As the largest city in Pennsylvania, Philadelphia has long held a spot as one of the most robust and fastest growing cities in the Commonwealth of Pennsylvania. Known by many as the city of ?Brotherly Love? Philadelphia has a reputation for being one of the most tourist-friendly cities in the state.
Philadelphia is undoubtedly one of the most historically significant cities in the region.
Founded by William Penn on October 27th, 1682, this city has long been known for its role in the early development of the United States of America.
Walking around the city, residents will find numerous nods to historical events that happened in this city. Both the Declaration of Independence and the US Constitution were drafted in the city. In 1775, the US Marine Corps was founded at the Tun Tavern in downtown.
The city is also home to the world-famous cracked liberty bell and to the Centennial Exposition which celebrated the 100 year anniversary of America?s independence.
As the second largest city on the East Coast, there is plenty to do in Philadelphia as this city has been known as a cultural mecca of the region. Museums such as the Penn Museum and the Betsy Ross House pay homage to the early days of Philadelphia and the early days of America?s history.
Science fans can visit the Franklin Institution, while little ones are welcome at the Please Touch Museum for children. Music fans can visit the Opera Philadelphia or take in a show at the PFS Roxy Theater.

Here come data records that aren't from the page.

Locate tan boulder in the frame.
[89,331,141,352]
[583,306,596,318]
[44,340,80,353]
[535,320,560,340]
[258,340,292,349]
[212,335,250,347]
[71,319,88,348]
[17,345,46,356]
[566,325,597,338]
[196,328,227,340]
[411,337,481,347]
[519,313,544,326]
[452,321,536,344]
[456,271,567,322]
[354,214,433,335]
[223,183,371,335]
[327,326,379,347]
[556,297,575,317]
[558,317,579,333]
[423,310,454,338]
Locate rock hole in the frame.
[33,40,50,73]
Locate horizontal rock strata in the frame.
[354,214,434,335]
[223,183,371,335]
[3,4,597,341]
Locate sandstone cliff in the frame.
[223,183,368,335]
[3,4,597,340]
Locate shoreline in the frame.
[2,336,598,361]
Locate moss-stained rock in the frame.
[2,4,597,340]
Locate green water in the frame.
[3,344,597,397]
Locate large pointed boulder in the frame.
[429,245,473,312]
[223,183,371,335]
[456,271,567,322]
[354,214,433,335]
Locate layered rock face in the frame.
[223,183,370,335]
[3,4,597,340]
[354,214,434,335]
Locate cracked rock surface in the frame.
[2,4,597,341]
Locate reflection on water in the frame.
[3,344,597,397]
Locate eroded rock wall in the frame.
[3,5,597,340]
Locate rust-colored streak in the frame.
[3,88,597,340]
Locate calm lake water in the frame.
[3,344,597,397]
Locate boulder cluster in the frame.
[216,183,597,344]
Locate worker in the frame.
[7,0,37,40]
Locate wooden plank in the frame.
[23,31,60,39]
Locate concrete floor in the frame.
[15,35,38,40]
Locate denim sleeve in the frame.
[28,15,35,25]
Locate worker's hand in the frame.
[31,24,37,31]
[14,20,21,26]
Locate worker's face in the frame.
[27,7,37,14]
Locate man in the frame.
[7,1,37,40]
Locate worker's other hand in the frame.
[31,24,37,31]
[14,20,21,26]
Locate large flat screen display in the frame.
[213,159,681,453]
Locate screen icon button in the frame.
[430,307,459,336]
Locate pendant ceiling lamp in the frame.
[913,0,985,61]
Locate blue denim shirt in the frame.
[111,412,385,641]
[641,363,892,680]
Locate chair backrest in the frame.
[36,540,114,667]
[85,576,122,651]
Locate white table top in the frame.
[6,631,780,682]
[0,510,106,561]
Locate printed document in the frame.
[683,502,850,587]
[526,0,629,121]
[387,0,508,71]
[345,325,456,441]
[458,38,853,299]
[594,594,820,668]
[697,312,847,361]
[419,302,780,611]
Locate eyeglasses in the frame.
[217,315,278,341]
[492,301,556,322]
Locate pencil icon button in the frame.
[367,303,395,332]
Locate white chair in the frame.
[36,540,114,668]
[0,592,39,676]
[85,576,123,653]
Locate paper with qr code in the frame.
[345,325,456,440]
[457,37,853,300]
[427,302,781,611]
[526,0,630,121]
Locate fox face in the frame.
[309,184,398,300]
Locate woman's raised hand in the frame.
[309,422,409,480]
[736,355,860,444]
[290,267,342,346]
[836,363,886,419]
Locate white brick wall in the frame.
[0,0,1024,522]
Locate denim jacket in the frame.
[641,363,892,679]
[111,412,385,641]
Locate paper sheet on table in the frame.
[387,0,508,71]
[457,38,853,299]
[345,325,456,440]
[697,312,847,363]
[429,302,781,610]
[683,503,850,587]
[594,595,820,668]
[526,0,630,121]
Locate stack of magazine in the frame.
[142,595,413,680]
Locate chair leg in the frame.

However, if you really want to take in the unique culture of Philadelphia, simply stop by one of the local stands and try a world-famous Philly Cheesesteak; a treat that simply cannot be replicated outside the city.
As of the 2014 census, more than 1.5 million people live inside the city of Philadelphia, and these numbers only continue to grow. For those who call this historic city home, there are several neighborhoods that make up the downtown city borders and provide lovely living spaces outside the confines of downtown.
Dozens of neighborhoods make up downtown Philadelphia, including Logan Square, Market East, Fishtown, Spruce Hill, Old City, Fairmont and Cedar Park. Each neighborhood has its own unique personality and offers residents with plenty to do.
Those who want to reside slightly outside the city can explore the neighboring suburbs and surrounding neighborhoods of Philadelphia. These neighborhoods bring together more than 6 million people that live in the greater Philadelphia metropolitan area. This includes neighborhoods such as Blue Bell, Flourtown, Wyncte, Devon and Berwyn.